げしげしとりんごから蹴りを入れられるままにサジータはベッドから降り、「わかったわかった」と生返事をしながら、散らばったフクを拾い集めた。
「パスタでいいんだよな?」
「ミートソース!」
「はいはい、わかってるって」
とりあえず下だけ履いてから、サジータはじっとりと汗ばむ身体に眉をしかめて、りんごの方を振り返った。
「先にシャワーだけ浴びてきていいか?すぐ済ませるから」
「一緒に浴びたいっていうんなら浴びてあげてもいいけど~?」
ベッドに横たわったまま、そう言ってにまにまと笑うりんごに、サジータは軽く眉を上げてみせる。
「夕飯遅くなるぞ」
「うわ~、サジータくんのすけべ~」
きゃたきゃたと笑うりんごに、サジータは内心ほっと息を吐いた。
どうやら、機嫌は直ったらしい。
……それなら良かった。
「はいはい、どうせ俺はすけべですよ」
サジータがそう言いながらりんごの頭を撫でてやると、彼は満更でもなさそうに手にすり寄ってきた。
可愛い。
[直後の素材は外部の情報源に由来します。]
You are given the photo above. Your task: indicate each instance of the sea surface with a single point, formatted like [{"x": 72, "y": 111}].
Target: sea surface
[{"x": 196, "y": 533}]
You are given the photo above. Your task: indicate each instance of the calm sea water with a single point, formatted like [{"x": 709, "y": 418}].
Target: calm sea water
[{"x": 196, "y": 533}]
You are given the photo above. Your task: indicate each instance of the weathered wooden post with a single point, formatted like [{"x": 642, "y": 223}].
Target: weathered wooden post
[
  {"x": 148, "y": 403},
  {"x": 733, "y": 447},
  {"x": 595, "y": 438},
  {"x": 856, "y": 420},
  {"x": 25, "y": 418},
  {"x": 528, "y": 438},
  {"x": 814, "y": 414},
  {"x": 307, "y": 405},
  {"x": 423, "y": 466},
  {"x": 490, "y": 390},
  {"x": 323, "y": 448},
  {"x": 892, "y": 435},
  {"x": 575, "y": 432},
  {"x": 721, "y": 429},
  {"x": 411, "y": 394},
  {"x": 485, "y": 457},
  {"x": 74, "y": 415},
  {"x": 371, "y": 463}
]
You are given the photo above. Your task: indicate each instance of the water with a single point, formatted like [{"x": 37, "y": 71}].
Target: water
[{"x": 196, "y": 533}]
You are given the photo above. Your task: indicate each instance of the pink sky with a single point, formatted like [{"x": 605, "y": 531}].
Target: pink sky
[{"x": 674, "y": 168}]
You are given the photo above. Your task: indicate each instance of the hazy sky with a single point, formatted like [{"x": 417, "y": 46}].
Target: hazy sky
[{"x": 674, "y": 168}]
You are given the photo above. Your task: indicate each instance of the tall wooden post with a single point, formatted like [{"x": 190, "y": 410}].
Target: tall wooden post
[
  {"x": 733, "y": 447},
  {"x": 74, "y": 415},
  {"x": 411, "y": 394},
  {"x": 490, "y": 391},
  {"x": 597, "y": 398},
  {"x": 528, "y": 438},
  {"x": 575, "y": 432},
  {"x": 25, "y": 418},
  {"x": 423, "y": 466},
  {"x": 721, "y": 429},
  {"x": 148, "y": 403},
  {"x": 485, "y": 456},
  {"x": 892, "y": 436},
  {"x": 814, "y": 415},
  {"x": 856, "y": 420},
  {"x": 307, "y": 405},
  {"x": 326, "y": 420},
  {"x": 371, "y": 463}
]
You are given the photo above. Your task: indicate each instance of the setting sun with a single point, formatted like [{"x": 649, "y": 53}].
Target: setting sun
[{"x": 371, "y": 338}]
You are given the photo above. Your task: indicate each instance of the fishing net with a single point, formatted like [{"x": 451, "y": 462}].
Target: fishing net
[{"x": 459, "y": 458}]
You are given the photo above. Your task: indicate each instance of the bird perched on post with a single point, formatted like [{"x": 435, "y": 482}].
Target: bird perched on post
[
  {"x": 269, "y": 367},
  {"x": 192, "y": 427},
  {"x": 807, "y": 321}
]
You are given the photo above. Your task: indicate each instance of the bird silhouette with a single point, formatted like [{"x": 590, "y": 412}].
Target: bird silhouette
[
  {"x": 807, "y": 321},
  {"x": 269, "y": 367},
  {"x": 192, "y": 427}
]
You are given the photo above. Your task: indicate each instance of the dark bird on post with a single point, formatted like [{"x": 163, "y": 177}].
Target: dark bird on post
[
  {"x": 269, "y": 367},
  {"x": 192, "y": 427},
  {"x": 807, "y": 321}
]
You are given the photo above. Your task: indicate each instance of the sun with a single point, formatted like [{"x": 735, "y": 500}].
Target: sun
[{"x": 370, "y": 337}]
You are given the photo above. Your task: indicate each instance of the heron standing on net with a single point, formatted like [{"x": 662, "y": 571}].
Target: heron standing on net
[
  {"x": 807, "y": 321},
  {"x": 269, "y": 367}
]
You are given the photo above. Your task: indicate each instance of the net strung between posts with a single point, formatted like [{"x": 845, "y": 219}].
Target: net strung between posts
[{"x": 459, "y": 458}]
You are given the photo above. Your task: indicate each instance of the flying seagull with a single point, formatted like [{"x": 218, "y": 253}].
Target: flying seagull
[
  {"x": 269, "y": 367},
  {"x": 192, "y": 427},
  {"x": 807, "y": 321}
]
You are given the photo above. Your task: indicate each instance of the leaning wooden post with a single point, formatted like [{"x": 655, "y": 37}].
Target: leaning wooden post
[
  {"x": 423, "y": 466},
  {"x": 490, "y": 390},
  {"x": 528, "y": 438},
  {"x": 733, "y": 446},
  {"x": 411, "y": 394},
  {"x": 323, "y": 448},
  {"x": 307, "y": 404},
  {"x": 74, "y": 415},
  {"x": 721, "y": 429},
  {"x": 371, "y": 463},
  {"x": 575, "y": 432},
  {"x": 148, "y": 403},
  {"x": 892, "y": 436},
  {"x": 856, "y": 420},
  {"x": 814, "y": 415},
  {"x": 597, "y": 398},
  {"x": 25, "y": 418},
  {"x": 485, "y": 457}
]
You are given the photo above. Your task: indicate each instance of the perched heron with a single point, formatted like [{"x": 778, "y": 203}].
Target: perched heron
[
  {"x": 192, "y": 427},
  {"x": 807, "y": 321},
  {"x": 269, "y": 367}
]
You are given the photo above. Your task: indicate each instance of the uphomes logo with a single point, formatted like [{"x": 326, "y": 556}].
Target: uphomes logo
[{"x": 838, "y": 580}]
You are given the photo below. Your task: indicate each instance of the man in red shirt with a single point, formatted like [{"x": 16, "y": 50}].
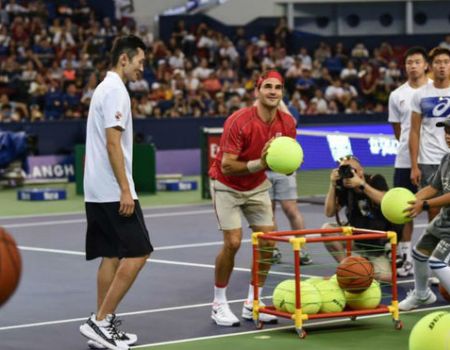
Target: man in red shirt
[{"x": 239, "y": 185}]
絶対そうとは言わないが。言ったら最後、二度と甘えてきてくれないだろうし。
「機嫌が直ったようで何よりだ」
「は?別に機嫌悪くしてませんし~」
りんごは澄ました顔でサジータの手を払いのけた。サービスタイムは終了だと言わんばかりの表情に、サジータは仕方なく手を引っ込める。
「ねえ、おサジってさ~」
乱れたゲソを直しもせずに、りんごは不意に言った。
「俺以外にセフレ作んないの」
「なんでそんなこと聞くんだ?」
「……別に」
視線を逸らすりんごに、サジータもそれ以上問いかけることはやめた。
……そもそも、りんご以外とこんな関係になるつもりはないのだが。
サジータは少し迷ってから、
「今のところ予定はないよ」
と、若干曖昧な答え方をすることにした。
「ふーん……」
質問してきたくせに、まるで興味のないような返答をしてから、りんごは更に聞いてくる。
「じゃあ、俺に飽きたら作る?」
「……やっぱり何かあっただろ」
そう言って手を伸ばそうとすると、「何もないって!」とりんごはまたサジータの手を払いのけた。
「サジータくんが意外と性欲オーセーだから、俺だけじゃしんどくなってきたな~って思っただけですぅ~」
「……マジで?」
「なわけねえだろばーか」
早くシャワー浴びてこいよ、とりんごが枕を投げつけてくる。
サジータは仕方なく、一人で風呂場に向かうことにした。

自分から離れていくサジータの背中を、りんごは黙って見つめる。
彼の背中や首筋には、自分が散々しがみつき、噛み付いた痕が、いくつもいくつも残っている。
「…………」

もし、あの背中に痕をつけるのが、自分だけじゃなくなったとしても。
他の誰かのものにならないなら、それでいい。

「……ばっかみてえ」
りんごはそう吐き捨てて、サジータのベッドに潜り込んだ。